The whiteness of the screen is blinding. It stares back at me with a steely, unfeeling gaze masked only by years of grime and smudging.  Through thin lips it rasps, “Make my day”.  I avert my gaze momentarily, only to hear the growl of a mangy black dog from beneath my window, “You’re wasting your time”. Its droopy eye looks up at me as it circles, limping slightly as it tries to find a new spot to keep cool out of the sun.

“It’s all been said before”, the neighbour’s ginger cat whines, jumping up onto the fence under the feijoa, eyeing the dark brown thrush on the upper branches. “Who’s going to read all your amateurish drivel?”, squawks the thrush keeping one eye on the cat, and another on the nectar filled flowers.  “It’s too hard, you have no natural talent”, this time my own voice channelling a lazy bone who’d rather be reading the well-crafted work of Martin Edmond or Ashleigh Young.  “You’re just looking for praise and adulation”, Lowly Worm whispers, its head poking from out of the pages of a long-forgotten Richard Scarry picture book sitting in my living room bookshelf.

So, this time, what drives me to persevere?  What could compel me to answer back to this menagerie of voices, to defy their discordant chorus and to continue?  Why do I bother to endure the painful accusations and the lost tv and reading time?  The ignominy of posting (I dare not use the word publish) an article on my WordPress site or on my Facebook page and not receiving a single like, let alone a comment or share fills me with fear.

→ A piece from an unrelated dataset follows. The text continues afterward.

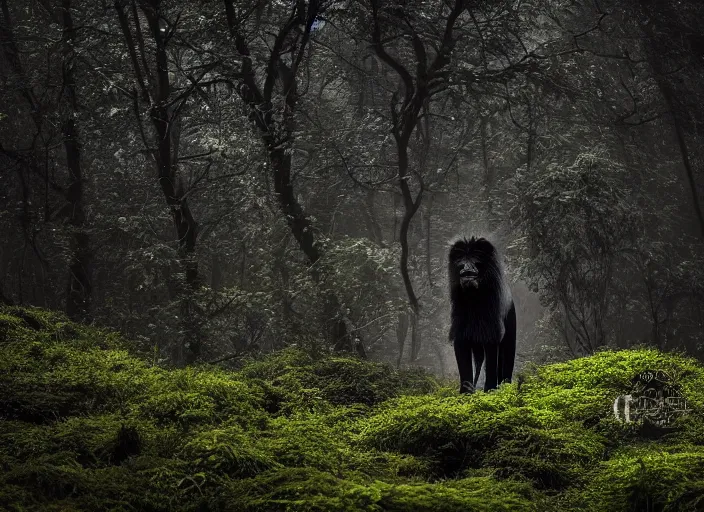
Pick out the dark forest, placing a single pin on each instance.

Fear of the mangy dog with the droopy eye growling, “I told you so”. And fear of the realisation that I’d wasted a whole day or two on writing a piece when I could instead have water blasted my fence or trained for a half-marathon.  But almost as if in a parallel refrain, an alto voice, is it a Tui? in counterpoint to the chorus outside, speaks a subtler fear, “what if you don’t write?”

I try to shield my ears from the voices of fear and restore the ‘why’ that has compelled me for so many years. A why that every New Year I restate using the coloured pencils from my daughter’s art box, vivid resolutions framed on 200gsm art paper, the wild arms of a mind map stretch out as if trying to escape from the page. A why that remains clear, yet somehow perpetually out of reach. I look out across the bay from my bedroom window, with binoculars I can almost touch the cool silvery water, its magic drawing me, pulling me out onto the water – yet with the binoculars back on the shelf, the water remains merely an ephemeral vision, lost in the distance.

My why is buried deep, drowned out by the cacophony of voices and struggles to escape from my lips.  Except that there is yet an even smaller quieter voice, perhaps it is the Tui again with a new voice, like the one who comes out after a rainstorm in the early morning and sings the most beautiful song. This smaller voice, almost imperceptible above the squawking thrush, the mewling cat and the barking dog, this voice, almost imperceptibly says, “don’t give up”.  It sings a faint but tuneful song, and the words I can just make out are, “you may have a gift. How will you know if you don’t try?”.  “How will your friends be encouraged if you don’t start?  Does it matter how many likes or shares you get?  This isn’t a game or competition like Britain’s Got Talent.”

The words of an old prayer come to mind (was it the Tui again?).  The 12th century ascetic monk, St Francis, penned a prayer which begins, “Lord make me an instrument of your peace..”  As I reflect, I consider that perhaps my value in this world is not measured by how many likes I get on a blog post.  Thinking of St Francis, I perhaps should consider myself more as an instrument, or conduit, of what someone else (most certainly more profoundly) has already said.

The song from the Tui is stronger now.  The more I listen to his song, the stronger it gets.  Perhaps I too like the Tui have a song, I’m not sure.  And even if hidden deep under piles of mud, I need to let this song fight its way to the surface.  And perhaps even if only one person is encouraged, that’s all that matters.  And even if this one person is me, just me, then that might too be enough.  That might make all the effort worthwhile.   I won’t know if I don’t try.